Begin by creating a vector of x values, evenly spaced over the range [68, 80] at increments of 0.1 inches.
Next, compute a y vector, containing the the values of f(x).
Plot the result using plot(x,y), which should look like part of a bell-curve. This is the region of the function we will be integrating. Notice that the top of the bell isn't smooth, but instead comes to a point. This is because we're discretizing a continous function by sampling it at intervals of 0.1. Decreasing the interval between x-values will make the function appear smoother, but will require more computing time to operate on.
Now compute the Reimann integral, using the y values as the rectangle heights, and the delta-x (0.1 inches) as the rectangle width. This is equivalent to summing the values of y and multiplying by delta-x. The result is an approximate integral which represents the probability of a man being between 68 and 80 inches.
Try changing the value for delta-x and observe the change in the result. In practice, it is important to understand the level of precision required for a task; increasing the rate at which you sample the continuous function (i.e. decreasing delta-x) will decrease discretization error at the expense of increased computation time.
Playing with Linear Algebra
Matlab is a great tool to for experimenting with linear algebra.
Use the fact that inv() inverts a matrix to solve for X=(x,y,z):
```
   3*x + 4*y +   z = 9
   2*x -   y + 2*z = 8
     x +   y -   z = 0 
```
Verify that your "solution" works. Make sure that you give the answer in what you hand in.

If there are more equations than unkowns, then, in the general case, "classically" the problem is over constrained and there is no solution. However, in this course, we will often be assuming that sych equations are approximations and have errors due to noise or other reasons, and that an exact solution cannot be found regardless.

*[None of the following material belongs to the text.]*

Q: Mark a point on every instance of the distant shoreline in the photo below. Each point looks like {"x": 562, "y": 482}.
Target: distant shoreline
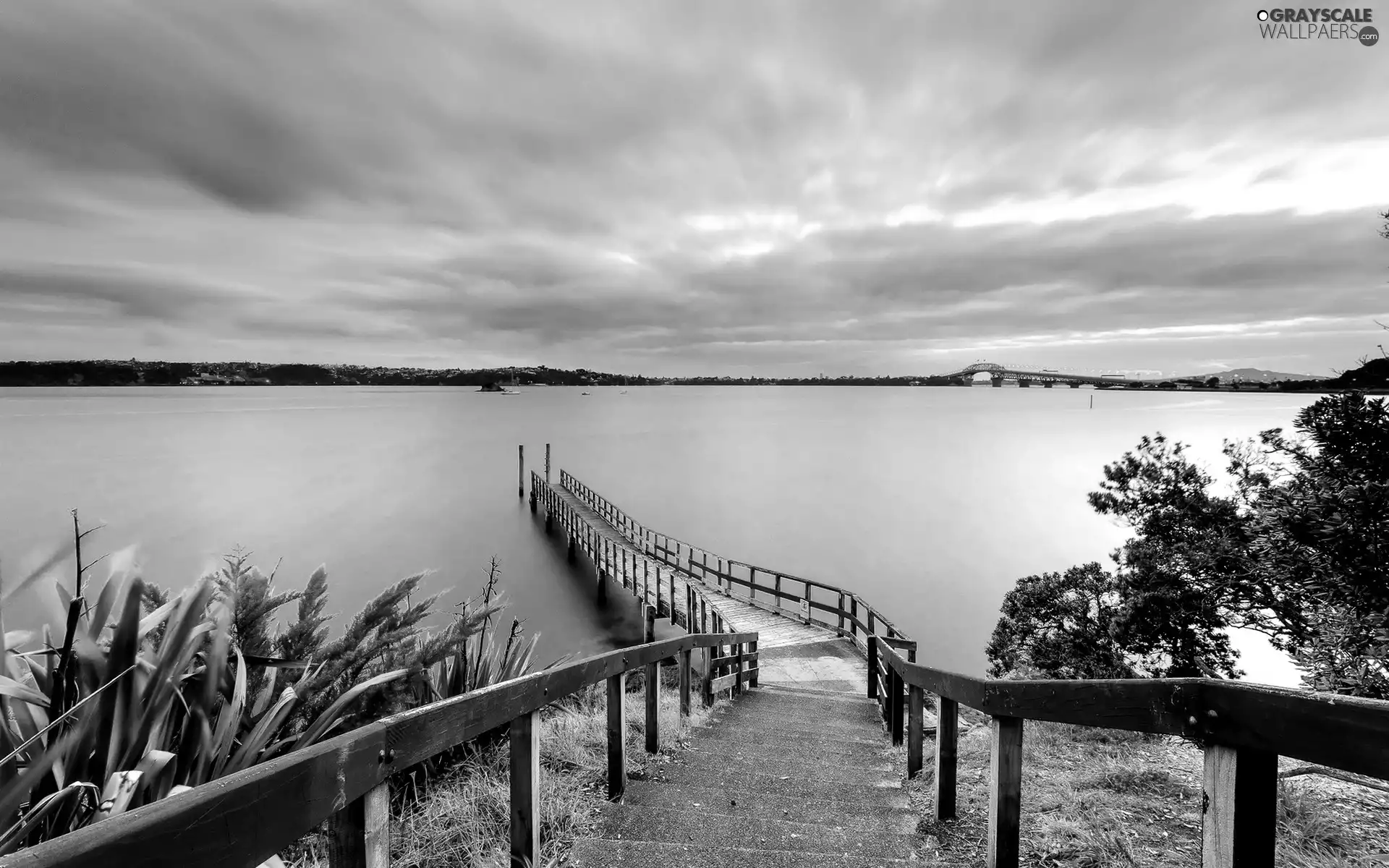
{"x": 1271, "y": 389}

Thus we will want to find the "best" solution. This is konwn as solving the equations in the least squares sense. The solution for AX=b, where A has more rows than columns, is given by X=inv(A'*A)A'b, where inv(A'A)A' is known as the Moore-Penrose inverse of A. Use this to solve for X=(x,y,z) in:
```
   3.0*x + 4.0*y +  1.0*z = 9
   3.1*x + 2.9*y +  0.9*z = 9
   2.0*x - 1.0*y +  2.0*z = 8
   2.1*x - 1.1*y +  2.0*z = 8
   1.0*x + 1.0*y -  1.0*z = 0 
   1.1*x + 1.0*y -  0.9*z = 0 
```
What is the magnitude of the error vector, AX - b?

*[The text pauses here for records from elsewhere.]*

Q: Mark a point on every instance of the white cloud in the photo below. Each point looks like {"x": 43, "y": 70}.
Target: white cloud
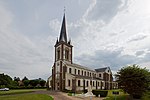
{"x": 20, "y": 56}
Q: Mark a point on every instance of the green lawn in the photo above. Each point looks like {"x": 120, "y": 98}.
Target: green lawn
{"x": 26, "y": 97}
{"x": 121, "y": 96}
{"x": 18, "y": 91}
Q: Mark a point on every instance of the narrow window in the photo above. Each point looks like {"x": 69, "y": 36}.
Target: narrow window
{"x": 68, "y": 82}
{"x": 78, "y": 72}
{"x": 75, "y": 71}
{"x": 85, "y": 73}
{"x": 93, "y": 83}
{"x": 67, "y": 54}
{"x": 99, "y": 75}
{"x": 70, "y": 70}
{"x": 87, "y": 83}
{"x": 58, "y": 54}
{"x": 78, "y": 82}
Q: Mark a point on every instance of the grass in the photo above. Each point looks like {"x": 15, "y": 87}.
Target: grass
{"x": 120, "y": 96}
{"x": 18, "y": 91}
{"x": 26, "y": 97}
{"x": 146, "y": 96}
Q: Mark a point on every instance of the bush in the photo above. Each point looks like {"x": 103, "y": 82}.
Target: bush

Recall that an eigenvector of a matrix A is a vector v, so that Av=kv, for some scalar constant k. If A is real and symmetric, then A has real eigenvalues and eigenvectors. Note that for a random matrix, R, R*R' is symmetric. (Try it!). The the matlab function eig() gives you eigenvectors and eigenvalues. Use these hints to give the TA a 3 by 3 matrix A, and a vector v, so that Av=kv, where k is a constant. In particular, the TA needs to see the output of Av./v which should be a vector of three elements that are all the same. Note that you will have to use the form of eig() that gives you two outputs (the default is just to give you one---you need to looks at the documentation).
Documenting Functions
When you create a new function, it should always be documented so that help returns something informative. The convention in Matlab is to place the help message in comments after the function declaration (the comment character is "%"). For an example, you can look at some of the code in the Matlab library. The jet command that we used above to set the colormap exists as some .m file on the system. Type which jet to locate it, and then use the type command to view the source code. You see that the first line of the comment contains a one-line description of the command. All subsequent contiguous comment lines are included in the help message. Document your hw1.m function in this style.

What to Hand In

Nothing. This is an optional assignment.